The long-term investment schemes for retirement are the Employee Provident Provident Fund (EPF) and the Public Provident Fund (PPF). Owing to their calm, safe, and slow attitude, they’re considered safe. Here, you may continue to invest little sums that, by the time you retire, add up to a sizable capital. We will discuss the difference between EPF and PPF in this article.
What is EPF or Employees’ Provident Fund?
Employees’ Provident Fund (EPF) deductions are required from employees’ paychecks who work for organizations that qualify. This sum is placed into the employee’s EPF account, and the employer must also pay a set amount. The primary goal of the EPF is to assist employees in saving and amassing a sizeable quantity of money for their retirement years to maintain their financial independence. According to the Employees’ Provident Fund and Miscellaneous Act, 1952, EPF is maintained by the Employees’ Provident Fund Organization (EPFO).
According to EPFO regulations, a combined 24 percent of your basic pay is contributed to the EPF account by both you and your employer. When retiring or moving to employment, you can withdraw the money you’ve saved in your EPF account. When a person moves jobs, the Employees’ Provident Fund account can be moved from one company to another.
What is PPF?
A well-known government savings program is the Public Provident Fund (PPF). One of the most well-liked tax-saving investment possibilities is provided by Section 80C. The basic goal of the PPF is to make it easier for people to save and invest little sums whenever they wish. This includes people who work in all areas. Compared to savings bank accounts, the PPF account gives a larger return. With this scheme, one may start investing with as little as Rs. 500 and Rs. 1,50,000 and receive all of the lucrative, tax-free rewards. The program is exclusively available to Indian citizens.

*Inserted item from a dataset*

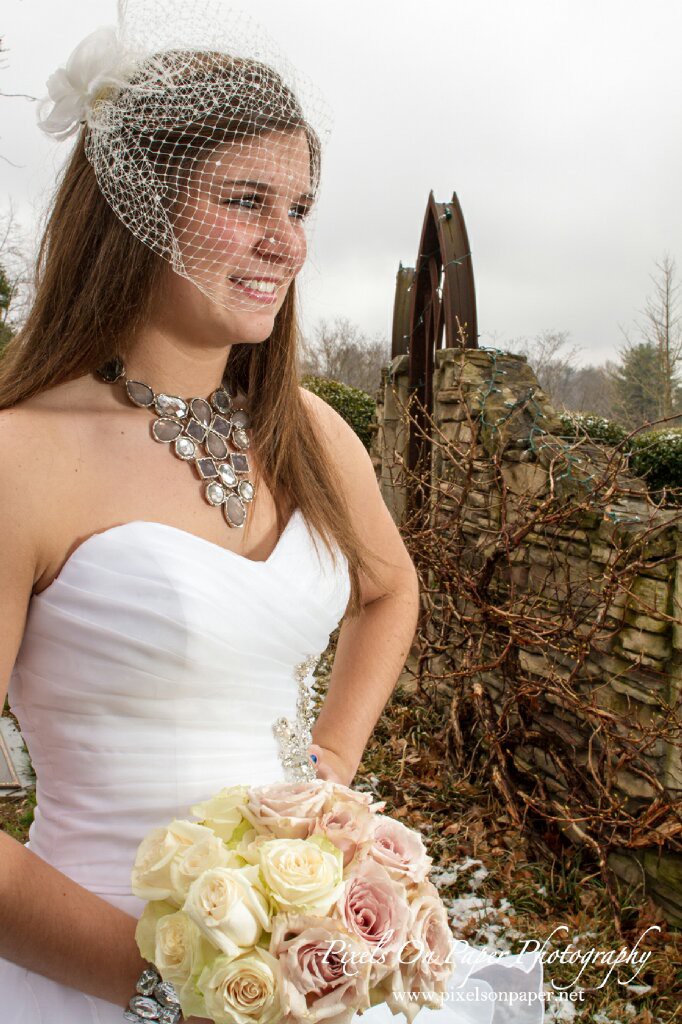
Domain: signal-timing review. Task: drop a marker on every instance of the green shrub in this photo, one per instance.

Difference between EPF and PPF
|S.No.||Employees’ Provident Fund (EPF)||Public Provident Fund (PPF)|
|1.||Investments in the EPF earn an interest rate of 8.1 percent.||For a PPF account, it is 7.1 percent.|
|2.||Enables salary workers of a business that is registered with the EPF Act to invest||Except for NRIs, any Indian citizen may invest in PPF.|
|3.||When you quit a job, you can take the funds from your EPF account.||The sum put in a PPF cannot be withdrawn until it reaches maturity, which takes 15 years from the date of deposit.|
|4.||Contribution is deductible from taxes. The maturity amount is tax-free once a minimum of 5 years have passed.||Under Section 80C, the investment is tax deductible. Money at maturity is tax-free.|
|5.||A person may withdraw money out of their EPF account to cover personal expenses.||One may get a loan against PPF accounts.|
|6.||12 percent of income is required by law. As agreed upon by the employee and the employer, the amount may be raised.||A person can invest a minimum of Rs. 500 and a maximum of 1,50,000 rupees every fiscal year|
Can a person have both EPF and PPF?
Yes, one can have both simultaneously. There are no limitations on an employee holding both an Employees’ Provident Fund and Public Provident Fund account.
EPF and PPF interest rate
Every year, the EPFO announces the EPF rate. Current EPF rates are 8.50 percent and PPF rates are 7.1 percent. The EPF rate has historically been slightly higher (8.65 percent) than the current rates for FY 2021–22 and PPF.
Which is a better option, the Employees’ Provident Fund or the Public Provident Fund?
- A PPF account is less advantageous than an EPF account since, in addition to you, your employer also pays for your EPF account. It is a collaborative investment in your future. But a PPF account does not allow for such a deposit.
- Additionally, you are permitted to withdraw funds from your Employees’ Provident Fund account as needed to fulfill personal needs. However, you are unable to do this with a PPF account. You cannot withdraw money from your PPF account until it has reached maturity.
- Also, the interest rate on an EPF account is larger than the interest rate on a PPF account.